Keith Conrad's History of Class Field Theory notes has a comment that given any number field $K\neq \mathbb{Q}$, then $K$ has an abelian extension which is not contained in $K(\zeta_\infty)$, so the Kronecker-Weber theorem for $K$ is false. I haven't been able to find a proof of this. I assume that we have to look at the idelic formulation of global class field theory to find it. We have the following diagram of extensions (I can't figure out how to make vertical lines):
$K$ ------ $K(\zeta_\infty)$ ------ $K^{ab}$
$\mathbb{Q}$ ------ $\mathbb{Q}^{ab}$
and functoriality of idelic CFT, then gives the diagram:
$C_K$ ------> $\textrm{Gal}(K^{ab}/K)$
Norm ..... Restriction
$C_\mathbb{Q}$ ------> $\textrm{Gal}(\mathbb{Q}^{ab}/\mathbb{Q})$
Since any automorphism of a cyclotomic extension is uniquely determined by where it maps the different roots of unity, the restriction map would have to be injective if $K(\zeta_\infty)=K^{ab}$. If not, then the map clearly can't be injective, since if there's some $L/K$ that is abelian and not contained in a cyclotomic extension, then we can pick a non-trivial automorphism of $L$ that fixes the maximal cyclotomic subextension.
My question essentially has two parts:
Is it enough to show that the norm map is not injective? What's confusing me is that the horizontal maps are not isomorphisms.
How would one find the kernel of the norm map? I seem to get lost trying to do this computation.
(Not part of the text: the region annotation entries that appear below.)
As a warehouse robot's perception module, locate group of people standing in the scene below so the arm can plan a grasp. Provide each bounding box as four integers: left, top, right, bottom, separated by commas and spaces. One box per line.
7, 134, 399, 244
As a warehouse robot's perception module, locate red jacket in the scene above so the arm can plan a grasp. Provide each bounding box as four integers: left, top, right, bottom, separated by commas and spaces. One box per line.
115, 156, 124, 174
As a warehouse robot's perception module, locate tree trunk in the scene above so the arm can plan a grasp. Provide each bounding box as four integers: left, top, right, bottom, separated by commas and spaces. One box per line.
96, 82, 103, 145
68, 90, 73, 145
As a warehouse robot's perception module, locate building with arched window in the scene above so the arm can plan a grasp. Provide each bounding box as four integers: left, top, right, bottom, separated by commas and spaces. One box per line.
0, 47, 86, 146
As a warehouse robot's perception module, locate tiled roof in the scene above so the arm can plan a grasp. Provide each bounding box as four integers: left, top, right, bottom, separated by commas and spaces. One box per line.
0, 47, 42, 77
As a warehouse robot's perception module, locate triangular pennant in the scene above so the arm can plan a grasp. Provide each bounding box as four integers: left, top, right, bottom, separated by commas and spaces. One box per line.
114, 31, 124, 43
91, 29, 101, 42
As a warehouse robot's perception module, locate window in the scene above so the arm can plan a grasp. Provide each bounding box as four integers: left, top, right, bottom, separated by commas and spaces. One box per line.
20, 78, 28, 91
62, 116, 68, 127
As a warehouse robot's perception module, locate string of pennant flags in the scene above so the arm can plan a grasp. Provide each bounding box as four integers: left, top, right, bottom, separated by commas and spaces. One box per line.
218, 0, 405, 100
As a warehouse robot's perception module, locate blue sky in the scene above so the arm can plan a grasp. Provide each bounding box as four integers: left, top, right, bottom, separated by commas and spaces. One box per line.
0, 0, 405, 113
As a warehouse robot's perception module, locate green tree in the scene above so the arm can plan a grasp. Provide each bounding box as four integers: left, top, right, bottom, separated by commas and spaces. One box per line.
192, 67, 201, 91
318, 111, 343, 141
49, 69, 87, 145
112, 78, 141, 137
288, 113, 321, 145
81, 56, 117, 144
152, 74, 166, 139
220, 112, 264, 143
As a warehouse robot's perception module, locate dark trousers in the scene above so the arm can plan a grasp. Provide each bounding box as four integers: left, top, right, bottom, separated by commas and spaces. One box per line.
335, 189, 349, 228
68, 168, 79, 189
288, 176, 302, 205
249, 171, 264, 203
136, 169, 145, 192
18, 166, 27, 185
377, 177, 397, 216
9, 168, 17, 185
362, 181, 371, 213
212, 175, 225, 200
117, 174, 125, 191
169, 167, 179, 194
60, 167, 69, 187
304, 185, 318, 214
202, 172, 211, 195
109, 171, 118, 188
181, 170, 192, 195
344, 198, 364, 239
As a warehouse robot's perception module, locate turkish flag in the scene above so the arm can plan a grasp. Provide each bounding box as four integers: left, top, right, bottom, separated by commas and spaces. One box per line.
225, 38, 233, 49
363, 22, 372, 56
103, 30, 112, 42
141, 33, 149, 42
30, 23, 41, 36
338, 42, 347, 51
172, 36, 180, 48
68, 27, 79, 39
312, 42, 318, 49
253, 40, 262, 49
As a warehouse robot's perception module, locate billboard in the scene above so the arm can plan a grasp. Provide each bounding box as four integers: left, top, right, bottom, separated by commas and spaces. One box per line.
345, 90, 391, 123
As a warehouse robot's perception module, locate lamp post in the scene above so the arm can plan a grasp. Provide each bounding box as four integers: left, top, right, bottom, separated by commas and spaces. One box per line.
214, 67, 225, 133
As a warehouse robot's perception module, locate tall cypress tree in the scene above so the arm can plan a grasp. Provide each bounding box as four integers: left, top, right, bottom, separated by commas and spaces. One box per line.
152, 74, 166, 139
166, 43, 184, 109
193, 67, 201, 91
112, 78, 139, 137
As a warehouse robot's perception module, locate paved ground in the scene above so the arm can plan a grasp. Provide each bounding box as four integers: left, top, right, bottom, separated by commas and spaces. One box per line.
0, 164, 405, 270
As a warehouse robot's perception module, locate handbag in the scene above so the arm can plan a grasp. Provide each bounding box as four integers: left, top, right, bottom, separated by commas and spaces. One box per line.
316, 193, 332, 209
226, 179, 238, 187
EDIT: I just realized I've been stupid since I don't need to know the whole kernel just that it's noninjective... Pick any splitting prime $(p)=\mathfrak{p}_1\cdots \mathfrak{p}_n$, so
$$K_{\mathfrak{p}_i}=\mathbb{Q}_p.$$
Now just pick an element $(a_i)\in C_K$ where the element sitting in $K_{\mathfrak{p}_1}$ is $2$ and the element sitting in $\mathfrak{p}_2$ is $1/2$ and the rest are $1$. This should give norm $1$ if I understand the definition correctly?